Willa Beatrice Brown
Willa was a one-of-a-kind aviator who achieved much during a time when great barriers existed for African Americans who wanted to have careers in aviation. She spent her life as an aviation educator while also advocating for racial and gender equality in the field.
Willa Brown was the first African American woman to earn a U.S. pilot’s license, and the first to run for Congress. Ms. Brown was the first African American officer in the Civil Air Patrol and the first woman to hold both a pilot and mechanic’s license.
She began learning how to fly and fix airplanes in the mid-1930s. She started a national organization with two associates to increase African American interest in aviation careers. Brown eventually started a school in Chicago to train black aviators and mechanics.
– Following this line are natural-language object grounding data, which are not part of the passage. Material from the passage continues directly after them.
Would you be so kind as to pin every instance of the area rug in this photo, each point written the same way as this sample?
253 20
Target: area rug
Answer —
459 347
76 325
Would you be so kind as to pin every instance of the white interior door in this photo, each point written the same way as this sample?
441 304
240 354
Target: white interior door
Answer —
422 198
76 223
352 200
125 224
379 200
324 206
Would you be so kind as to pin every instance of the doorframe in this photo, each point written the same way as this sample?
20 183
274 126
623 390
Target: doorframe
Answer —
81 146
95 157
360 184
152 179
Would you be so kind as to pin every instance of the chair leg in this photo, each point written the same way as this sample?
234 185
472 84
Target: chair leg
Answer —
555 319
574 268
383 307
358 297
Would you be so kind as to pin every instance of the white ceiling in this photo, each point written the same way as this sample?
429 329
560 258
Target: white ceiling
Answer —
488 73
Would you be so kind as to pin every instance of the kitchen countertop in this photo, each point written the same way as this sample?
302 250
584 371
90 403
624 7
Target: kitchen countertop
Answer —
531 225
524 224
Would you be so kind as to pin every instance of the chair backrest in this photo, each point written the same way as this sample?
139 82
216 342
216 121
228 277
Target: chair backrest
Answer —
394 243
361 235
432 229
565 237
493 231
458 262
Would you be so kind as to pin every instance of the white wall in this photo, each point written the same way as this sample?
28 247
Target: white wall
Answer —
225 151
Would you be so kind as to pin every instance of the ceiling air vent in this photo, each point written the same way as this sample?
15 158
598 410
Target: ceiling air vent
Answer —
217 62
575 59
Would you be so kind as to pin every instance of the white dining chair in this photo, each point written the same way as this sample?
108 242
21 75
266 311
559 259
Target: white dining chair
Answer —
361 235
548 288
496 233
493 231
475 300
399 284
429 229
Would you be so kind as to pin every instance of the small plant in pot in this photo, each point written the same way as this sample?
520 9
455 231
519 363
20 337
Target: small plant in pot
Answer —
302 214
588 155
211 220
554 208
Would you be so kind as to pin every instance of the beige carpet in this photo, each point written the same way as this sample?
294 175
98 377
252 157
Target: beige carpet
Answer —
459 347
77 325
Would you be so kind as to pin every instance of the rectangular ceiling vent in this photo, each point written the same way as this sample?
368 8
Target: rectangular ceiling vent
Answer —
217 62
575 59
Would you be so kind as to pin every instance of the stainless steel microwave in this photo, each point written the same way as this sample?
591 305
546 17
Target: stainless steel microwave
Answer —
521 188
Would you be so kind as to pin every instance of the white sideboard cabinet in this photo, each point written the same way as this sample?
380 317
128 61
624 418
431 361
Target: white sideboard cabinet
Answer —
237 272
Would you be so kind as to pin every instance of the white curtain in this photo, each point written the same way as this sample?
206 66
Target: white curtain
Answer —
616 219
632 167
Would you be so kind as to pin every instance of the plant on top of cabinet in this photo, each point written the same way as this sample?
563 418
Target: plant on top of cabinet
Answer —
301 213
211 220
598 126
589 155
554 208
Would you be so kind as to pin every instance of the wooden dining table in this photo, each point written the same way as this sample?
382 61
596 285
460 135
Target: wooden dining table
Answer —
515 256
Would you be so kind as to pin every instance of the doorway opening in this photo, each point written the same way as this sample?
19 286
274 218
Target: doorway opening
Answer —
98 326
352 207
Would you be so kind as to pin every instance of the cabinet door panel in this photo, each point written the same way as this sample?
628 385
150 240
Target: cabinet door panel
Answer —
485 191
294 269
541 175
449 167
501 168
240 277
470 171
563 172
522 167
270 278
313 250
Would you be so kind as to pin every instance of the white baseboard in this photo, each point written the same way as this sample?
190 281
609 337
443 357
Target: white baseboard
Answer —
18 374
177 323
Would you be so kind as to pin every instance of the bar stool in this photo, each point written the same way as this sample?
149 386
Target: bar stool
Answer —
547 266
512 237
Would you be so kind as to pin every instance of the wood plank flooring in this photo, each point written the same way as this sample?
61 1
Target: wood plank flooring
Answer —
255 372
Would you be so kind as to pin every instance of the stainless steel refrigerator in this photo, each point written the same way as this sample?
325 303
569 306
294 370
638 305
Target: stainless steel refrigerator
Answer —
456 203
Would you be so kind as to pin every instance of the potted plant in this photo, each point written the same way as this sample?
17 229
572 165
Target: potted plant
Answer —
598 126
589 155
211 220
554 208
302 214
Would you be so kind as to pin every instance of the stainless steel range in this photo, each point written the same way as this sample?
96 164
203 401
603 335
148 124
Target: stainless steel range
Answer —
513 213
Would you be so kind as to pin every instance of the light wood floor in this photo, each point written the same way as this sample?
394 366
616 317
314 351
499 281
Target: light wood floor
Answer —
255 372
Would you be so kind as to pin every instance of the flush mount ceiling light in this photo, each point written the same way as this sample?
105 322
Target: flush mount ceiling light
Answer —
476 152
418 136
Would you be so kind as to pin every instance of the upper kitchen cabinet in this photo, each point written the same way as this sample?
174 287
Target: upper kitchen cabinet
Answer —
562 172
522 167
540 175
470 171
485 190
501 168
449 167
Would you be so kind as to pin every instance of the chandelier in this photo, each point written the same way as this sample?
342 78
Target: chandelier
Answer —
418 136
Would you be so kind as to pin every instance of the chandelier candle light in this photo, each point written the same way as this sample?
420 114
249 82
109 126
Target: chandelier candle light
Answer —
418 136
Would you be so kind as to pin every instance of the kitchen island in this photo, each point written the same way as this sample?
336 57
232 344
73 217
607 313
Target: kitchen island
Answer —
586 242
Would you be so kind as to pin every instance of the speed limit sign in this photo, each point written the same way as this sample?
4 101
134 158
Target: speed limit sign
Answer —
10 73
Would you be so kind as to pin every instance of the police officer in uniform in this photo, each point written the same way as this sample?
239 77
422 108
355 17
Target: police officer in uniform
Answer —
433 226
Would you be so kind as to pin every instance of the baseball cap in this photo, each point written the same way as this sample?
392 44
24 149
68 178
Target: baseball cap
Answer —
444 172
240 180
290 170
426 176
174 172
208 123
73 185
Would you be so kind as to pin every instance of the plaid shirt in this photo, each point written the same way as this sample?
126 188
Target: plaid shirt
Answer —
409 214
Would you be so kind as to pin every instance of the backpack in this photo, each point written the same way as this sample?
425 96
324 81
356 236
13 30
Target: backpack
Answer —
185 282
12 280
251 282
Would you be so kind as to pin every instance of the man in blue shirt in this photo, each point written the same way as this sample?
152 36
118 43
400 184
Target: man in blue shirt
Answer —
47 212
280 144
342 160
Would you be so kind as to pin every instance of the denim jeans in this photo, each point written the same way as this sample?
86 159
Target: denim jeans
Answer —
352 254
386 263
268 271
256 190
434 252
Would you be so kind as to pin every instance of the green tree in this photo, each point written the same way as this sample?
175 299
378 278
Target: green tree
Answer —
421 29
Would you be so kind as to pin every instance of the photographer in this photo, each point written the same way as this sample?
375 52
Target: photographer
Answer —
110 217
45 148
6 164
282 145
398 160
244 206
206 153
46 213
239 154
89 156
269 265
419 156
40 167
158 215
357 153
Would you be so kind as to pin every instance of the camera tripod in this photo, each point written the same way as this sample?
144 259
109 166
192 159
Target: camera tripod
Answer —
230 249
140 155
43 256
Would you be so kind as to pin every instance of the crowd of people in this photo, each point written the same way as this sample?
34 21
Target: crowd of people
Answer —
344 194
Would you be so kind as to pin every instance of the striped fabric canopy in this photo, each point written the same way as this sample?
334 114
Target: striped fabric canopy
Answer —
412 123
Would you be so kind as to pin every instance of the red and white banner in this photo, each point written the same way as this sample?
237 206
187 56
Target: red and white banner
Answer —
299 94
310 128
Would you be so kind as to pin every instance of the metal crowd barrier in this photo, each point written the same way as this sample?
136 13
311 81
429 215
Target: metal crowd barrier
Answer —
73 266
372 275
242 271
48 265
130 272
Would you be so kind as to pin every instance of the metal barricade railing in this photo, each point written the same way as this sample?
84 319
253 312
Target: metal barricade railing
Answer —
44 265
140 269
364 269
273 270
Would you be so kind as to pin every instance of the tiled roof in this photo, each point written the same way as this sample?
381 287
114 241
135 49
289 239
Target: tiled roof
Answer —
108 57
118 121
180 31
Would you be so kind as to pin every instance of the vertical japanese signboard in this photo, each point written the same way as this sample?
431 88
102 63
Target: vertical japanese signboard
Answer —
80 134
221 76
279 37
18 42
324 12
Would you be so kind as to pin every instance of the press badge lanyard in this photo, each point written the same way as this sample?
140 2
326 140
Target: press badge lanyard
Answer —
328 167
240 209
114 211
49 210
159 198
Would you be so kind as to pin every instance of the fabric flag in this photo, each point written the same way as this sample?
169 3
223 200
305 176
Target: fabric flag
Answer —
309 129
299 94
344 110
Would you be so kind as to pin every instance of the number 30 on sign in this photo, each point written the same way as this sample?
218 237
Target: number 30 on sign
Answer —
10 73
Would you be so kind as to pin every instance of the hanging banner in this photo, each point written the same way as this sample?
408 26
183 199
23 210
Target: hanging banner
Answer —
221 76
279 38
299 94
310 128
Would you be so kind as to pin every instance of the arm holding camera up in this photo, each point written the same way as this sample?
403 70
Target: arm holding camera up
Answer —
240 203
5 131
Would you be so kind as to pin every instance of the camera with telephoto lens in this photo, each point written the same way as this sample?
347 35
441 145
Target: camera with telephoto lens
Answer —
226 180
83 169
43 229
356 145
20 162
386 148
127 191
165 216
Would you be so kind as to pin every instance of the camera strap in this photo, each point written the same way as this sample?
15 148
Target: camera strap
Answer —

During World War Two, Willa Brown lobbied the government to integrate the Army Air Corps and the Civilian Pilot Training Program in an effort to counter a 1925 Army War College study that claimed that African Americans were unfit to fly. Her efforts paved the way for the military to award training contracts for black pilots. The Cornelius Coffey School of Aeronautics trained over 200 pilots that eventually joined the famed Tuskegee Airmen.
Also during this time Brown joined the Civil Air Patrol (CAP) achieving the rank of Lieutenant, the first African American to become an officer in the CAP.
Born in Kentucky, Willa spent most of her life in Chicago, Illinois. In the early 1950s she ran twice for Congress in Illinois, the first African American woman to run in a congressional primary. While she was not successful in either campaign, Brown continued as an educator, teaching business and aeronautics in the Chicago Public Schools. After her retirement in 1971, she achieved one more first, by serving on the Women’s Advisory Committee of the Federal Aviation Administration.